La señora tiene en una mano las perras y en la otra le pone el marido todo lo que ella le pide. Ya lo creo que se salió con la suya. Nadie supo nunca lo que el señorito le dijo al Modesto. Nadie. Nunca. Pero un mal día, el padre le mandó a la madre que aviara a su hijo con la ropa de domingo, y se lo llevó al cortijo.

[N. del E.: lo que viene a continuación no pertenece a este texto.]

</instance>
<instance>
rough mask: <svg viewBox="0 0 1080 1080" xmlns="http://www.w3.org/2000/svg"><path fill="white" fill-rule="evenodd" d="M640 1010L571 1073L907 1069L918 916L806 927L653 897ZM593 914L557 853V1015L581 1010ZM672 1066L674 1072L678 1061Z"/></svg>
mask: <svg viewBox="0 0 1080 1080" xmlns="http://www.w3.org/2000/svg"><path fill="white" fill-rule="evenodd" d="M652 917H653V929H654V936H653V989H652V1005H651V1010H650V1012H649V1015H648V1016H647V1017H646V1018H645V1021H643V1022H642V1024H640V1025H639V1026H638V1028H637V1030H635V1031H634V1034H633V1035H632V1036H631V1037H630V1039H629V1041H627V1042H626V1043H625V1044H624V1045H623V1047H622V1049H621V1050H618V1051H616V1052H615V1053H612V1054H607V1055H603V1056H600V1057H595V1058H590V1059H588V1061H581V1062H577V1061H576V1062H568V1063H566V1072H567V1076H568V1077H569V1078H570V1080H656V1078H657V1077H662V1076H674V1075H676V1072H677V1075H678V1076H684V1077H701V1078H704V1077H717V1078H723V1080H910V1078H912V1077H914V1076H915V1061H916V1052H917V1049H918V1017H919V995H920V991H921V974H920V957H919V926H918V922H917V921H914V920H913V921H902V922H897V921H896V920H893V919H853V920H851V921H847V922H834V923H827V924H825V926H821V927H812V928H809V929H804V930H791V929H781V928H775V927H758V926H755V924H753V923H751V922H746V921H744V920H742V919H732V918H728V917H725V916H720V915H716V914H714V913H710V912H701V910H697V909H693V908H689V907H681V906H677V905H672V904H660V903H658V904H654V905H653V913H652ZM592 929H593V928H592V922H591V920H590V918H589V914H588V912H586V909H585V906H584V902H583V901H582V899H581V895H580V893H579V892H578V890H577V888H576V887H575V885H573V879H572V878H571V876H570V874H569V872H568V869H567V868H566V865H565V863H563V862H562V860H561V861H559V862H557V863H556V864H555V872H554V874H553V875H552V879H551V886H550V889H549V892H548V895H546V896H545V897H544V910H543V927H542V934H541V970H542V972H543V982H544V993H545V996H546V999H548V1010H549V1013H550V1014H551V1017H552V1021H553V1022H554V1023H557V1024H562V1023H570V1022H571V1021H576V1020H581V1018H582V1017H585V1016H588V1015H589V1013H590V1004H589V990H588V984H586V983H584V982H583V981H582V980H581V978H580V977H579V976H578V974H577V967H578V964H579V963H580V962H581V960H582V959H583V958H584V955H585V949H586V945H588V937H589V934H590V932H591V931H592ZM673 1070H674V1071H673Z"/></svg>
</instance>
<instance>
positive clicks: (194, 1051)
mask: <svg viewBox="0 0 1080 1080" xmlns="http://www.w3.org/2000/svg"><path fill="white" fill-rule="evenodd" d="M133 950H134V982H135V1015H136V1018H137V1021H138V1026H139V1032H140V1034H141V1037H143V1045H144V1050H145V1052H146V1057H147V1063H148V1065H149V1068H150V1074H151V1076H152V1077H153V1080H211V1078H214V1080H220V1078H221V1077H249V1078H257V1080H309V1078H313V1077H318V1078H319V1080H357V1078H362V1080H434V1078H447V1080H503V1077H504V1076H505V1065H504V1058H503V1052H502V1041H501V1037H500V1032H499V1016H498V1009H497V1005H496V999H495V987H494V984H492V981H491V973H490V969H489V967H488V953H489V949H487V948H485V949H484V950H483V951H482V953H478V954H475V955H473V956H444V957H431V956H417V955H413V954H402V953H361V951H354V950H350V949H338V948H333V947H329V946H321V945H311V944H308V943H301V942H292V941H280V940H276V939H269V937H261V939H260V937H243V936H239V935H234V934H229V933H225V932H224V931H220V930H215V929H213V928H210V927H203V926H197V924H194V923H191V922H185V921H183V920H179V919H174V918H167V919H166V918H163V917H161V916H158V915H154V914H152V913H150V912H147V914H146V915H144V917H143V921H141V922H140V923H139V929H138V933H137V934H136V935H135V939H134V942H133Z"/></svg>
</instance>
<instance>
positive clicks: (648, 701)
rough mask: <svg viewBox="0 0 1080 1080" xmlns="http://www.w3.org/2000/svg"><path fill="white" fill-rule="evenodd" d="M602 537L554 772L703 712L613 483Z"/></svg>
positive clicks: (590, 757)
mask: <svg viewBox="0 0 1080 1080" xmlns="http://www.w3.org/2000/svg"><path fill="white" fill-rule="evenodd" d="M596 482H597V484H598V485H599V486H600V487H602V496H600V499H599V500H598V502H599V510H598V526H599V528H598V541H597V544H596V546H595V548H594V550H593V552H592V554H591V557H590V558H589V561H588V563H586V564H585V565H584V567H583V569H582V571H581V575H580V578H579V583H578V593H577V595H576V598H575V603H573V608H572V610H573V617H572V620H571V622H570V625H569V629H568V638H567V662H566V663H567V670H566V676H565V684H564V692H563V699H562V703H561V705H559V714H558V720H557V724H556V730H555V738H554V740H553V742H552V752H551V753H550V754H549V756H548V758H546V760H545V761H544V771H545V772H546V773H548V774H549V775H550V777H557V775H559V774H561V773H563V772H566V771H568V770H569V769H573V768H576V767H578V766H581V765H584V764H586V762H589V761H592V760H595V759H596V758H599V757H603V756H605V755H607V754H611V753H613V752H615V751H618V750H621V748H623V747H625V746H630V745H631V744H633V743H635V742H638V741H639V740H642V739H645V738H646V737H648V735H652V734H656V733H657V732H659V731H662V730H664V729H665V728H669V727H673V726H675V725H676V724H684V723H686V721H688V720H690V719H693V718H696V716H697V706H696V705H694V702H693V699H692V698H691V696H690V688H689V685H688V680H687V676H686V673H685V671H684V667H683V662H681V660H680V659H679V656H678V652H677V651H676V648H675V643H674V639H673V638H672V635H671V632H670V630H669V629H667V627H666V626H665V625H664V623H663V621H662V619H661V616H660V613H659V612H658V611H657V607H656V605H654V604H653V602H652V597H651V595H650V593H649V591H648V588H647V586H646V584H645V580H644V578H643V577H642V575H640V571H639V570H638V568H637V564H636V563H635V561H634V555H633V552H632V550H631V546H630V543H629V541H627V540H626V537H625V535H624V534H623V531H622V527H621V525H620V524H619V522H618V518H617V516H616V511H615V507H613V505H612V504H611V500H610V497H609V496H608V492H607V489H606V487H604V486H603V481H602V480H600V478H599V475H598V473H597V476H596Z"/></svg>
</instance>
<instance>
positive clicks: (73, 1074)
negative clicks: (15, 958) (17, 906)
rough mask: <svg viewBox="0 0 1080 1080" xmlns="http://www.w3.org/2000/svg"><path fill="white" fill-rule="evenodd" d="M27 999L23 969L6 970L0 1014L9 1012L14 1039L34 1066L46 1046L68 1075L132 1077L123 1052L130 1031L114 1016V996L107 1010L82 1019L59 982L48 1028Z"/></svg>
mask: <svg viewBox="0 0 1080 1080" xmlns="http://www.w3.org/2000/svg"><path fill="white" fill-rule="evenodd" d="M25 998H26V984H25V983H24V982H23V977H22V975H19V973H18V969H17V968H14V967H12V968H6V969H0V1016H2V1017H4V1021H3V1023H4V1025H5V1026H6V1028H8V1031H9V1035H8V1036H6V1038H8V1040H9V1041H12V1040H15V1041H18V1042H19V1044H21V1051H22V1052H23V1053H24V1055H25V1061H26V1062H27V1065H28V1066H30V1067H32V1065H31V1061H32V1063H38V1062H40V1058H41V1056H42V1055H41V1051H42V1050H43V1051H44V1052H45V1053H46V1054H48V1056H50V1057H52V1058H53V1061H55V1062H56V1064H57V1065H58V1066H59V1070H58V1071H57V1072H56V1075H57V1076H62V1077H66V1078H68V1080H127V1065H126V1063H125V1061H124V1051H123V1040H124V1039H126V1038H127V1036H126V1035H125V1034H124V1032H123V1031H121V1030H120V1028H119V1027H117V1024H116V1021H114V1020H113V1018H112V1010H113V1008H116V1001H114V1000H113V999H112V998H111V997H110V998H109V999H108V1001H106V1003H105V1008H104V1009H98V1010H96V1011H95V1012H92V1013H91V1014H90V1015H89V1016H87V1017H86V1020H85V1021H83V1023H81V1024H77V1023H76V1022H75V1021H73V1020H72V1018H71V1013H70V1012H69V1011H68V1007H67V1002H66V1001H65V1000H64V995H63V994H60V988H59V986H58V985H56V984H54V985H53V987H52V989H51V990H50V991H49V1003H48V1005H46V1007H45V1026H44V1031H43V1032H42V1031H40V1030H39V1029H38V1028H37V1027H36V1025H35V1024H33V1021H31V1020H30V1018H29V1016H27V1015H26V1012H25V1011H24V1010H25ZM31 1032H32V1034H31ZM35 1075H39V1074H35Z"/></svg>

Muy sencillo, porque para ir a la capital había que pasar por la casa de la Isidora y nosotros estábamos allí, por eso lo vimos llorar. En el coche grande se lo llevaron, y cuando llegó junto por junto de la puerta, la Nina y yo agarramos a la Isidora para que no se tirara para afuera. El Modesto se sentó en cuanto que empezó a oírse el motor, y se quedó mirando al fogón con los ojos bajados. Nada más que la Isidora se puso a dar gritos, él se levantó, la miró, y no tuvo que decir palabra. La pobre mujer se soltó de nosotros, dejó de chillar, y fue ella la que se sentó al fogón con los ojos bajados. Mi difunta me hizo un quite para que nos fuéramos. Y cuando salimos, nos topamos de bruces con el coche. Iba despacio, muy despacio. La Nina y yo nos percatamos de que el Lorenzo, el chofer, rumiaba una tristeza que no quiso enseñarnos. Volvió la cara un momento hacia la puerta de la Isidora, pero un momento nada más, una pizca. El quebranto se le notaba en la espalda, ¿sabe usted?, porque no iba tieso, como era su costumbre. Y pudimos ver al señorito, sentado muy serio a la vera del Lorenzo, y a la señora en la parte de atrás, que nos miraba toda contenta con el niño en lo alto las piernas, y al niño llorando.